I had to believe that was the way forward.
We couldn’t go Off-Screen, though, unless Kimberly left, if even then.
“Just leave us!” I screamed.
I was rehabilitating my character so, so well.
It might have worked, too.
Stolen content warning: this tale belongs on Royal Road. Report any occurrences elsewhere.
Kimberly leaves, and I “die” Off-Screen. It could have worked out well.
The Die Cast had other plans.
He picked up the golf cart and threw it into a treehouse that was in a plaster tree near where Kimberly was standing.
The crash was louder than a lightweight cart would merit. The fake tree wasn’t held down by much, apparently, because it fell over, peeling up a fake grass as it did. Its treehouse broke apart and created a debris field of pallet boards and plywood from which Kimberly had to back away.

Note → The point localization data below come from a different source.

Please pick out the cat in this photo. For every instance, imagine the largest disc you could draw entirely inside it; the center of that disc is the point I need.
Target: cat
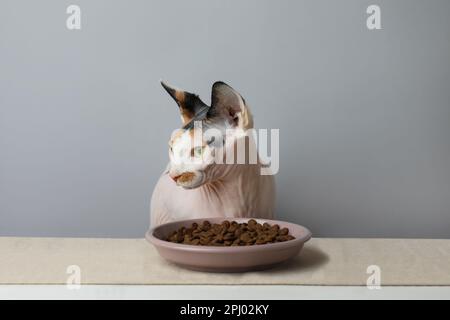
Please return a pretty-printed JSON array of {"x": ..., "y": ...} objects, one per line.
[{"x": 193, "y": 184}]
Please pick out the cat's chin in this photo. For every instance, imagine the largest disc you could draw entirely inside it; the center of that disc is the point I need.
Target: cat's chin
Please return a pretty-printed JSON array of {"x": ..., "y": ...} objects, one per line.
[{"x": 198, "y": 182}]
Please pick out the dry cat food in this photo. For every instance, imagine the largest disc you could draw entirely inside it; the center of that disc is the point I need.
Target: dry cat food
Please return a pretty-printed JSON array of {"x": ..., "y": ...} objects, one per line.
[{"x": 230, "y": 234}]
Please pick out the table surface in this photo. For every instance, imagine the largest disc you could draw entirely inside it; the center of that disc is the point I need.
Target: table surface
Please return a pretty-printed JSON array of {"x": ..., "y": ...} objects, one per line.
[
  {"x": 323, "y": 261},
  {"x": 220, "y": 292}
]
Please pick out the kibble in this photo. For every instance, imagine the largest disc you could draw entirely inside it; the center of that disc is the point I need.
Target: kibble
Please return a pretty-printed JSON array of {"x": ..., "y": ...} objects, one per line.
[{"x": 230, "y": 233}]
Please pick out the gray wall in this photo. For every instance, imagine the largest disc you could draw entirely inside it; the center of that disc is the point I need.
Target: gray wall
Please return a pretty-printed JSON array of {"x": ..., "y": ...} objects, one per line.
[{"x": 363, "y": 115}]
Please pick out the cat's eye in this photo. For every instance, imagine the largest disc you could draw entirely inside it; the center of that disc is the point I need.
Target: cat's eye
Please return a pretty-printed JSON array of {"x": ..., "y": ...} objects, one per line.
[{"x": 198, "y": 151}]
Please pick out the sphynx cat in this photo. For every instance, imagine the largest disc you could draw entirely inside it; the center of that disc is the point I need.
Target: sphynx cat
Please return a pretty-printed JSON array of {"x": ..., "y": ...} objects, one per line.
[{"x": 199, "y": 181}]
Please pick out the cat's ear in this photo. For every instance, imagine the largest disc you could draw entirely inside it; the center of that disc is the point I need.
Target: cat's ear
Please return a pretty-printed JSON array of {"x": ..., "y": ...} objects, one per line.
[
  {"x": 229, "y": 104},
  {"x": 189, "y": 103}
]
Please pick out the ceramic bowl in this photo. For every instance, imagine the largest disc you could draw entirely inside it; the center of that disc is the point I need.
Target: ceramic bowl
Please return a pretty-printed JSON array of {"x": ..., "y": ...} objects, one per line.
[{"x": 227, "y": 259}]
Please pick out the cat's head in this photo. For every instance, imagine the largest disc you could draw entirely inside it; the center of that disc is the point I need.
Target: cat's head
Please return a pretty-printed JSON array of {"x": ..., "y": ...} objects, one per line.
[{"x": 206, "y": 133}]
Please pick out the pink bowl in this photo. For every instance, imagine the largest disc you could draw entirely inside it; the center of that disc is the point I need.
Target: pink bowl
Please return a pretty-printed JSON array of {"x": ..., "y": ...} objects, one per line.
[{"x": 227, "y": 259}]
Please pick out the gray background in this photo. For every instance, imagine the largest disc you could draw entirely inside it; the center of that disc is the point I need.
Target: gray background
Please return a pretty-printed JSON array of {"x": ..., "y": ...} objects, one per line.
[{"x": 363, "y": 115}]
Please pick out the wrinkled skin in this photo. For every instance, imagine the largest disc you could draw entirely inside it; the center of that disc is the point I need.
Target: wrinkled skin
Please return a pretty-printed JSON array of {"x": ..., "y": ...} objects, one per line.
[{"x": 191, "y": 190}]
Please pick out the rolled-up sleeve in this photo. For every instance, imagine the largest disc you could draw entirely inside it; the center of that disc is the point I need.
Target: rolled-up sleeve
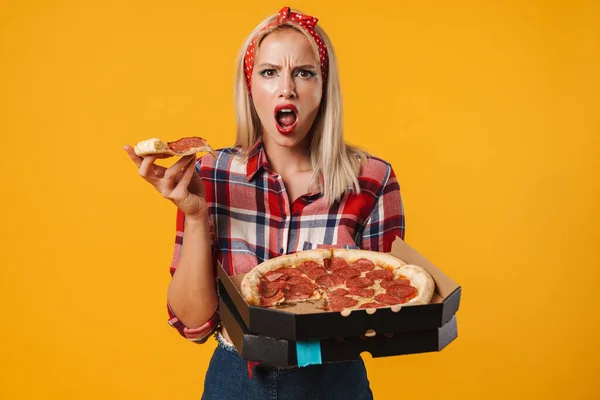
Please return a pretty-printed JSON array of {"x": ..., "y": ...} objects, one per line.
[{"x": 386, "y": 221}]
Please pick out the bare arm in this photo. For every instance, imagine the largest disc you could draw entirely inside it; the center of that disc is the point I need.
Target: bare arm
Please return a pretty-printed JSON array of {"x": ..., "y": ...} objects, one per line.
[{"x": 192, "y": 293}]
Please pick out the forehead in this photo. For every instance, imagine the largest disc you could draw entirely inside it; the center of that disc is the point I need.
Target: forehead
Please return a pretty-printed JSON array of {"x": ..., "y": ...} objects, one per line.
[{"x": 285, "y": 43}]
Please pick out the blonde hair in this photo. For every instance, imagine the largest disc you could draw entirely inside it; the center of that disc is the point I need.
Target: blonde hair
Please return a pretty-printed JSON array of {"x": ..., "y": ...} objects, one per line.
[{"x": 336, "y": 164}]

The treehouse had Christmas lights as decorations. The power was out to the building, but those lights were lit. When they became a tangled mess on the ground, they started sparking.
This was too frustrating. It was almost as if this entire building was designed to make this Chase/Fight scene as difficult as possible.
Kimberly couldn’t go over the debris field. That was surely a good way to get electrocuted.
As it walked toward her, I leaned Bobby up against a stop sign and took off toward the Die Cast.
I grabbed a brick from the wall that had fallen. It was rubber or foam of some kind. Of course, it was. This was a movie set. The realization that the falling bricks I had heard had been a real-life sound effect caused by the Die Cast’s cinema trope almost made me smile. Almost.
I threw the foam brick at the Die Cast. It clanged off the creature’s metal fixtures as if it were made of actual brick.
The Spirit of Vengeance could target everyone. Anyone could die. Unlike most enemies, it didn’t pick a target and kill it before moving on. It could pick any target.
A player could defend his ally with nothing but bravery and a foam brick. Normally, you would need a trope to make an enemy truly target you on purpose.
“It’s my fault you’re here,” I said. “I didn’t think the curse was real. I don’t know what I thought. I was just angry, and I did something unforgivable. Take me and leave her alone.”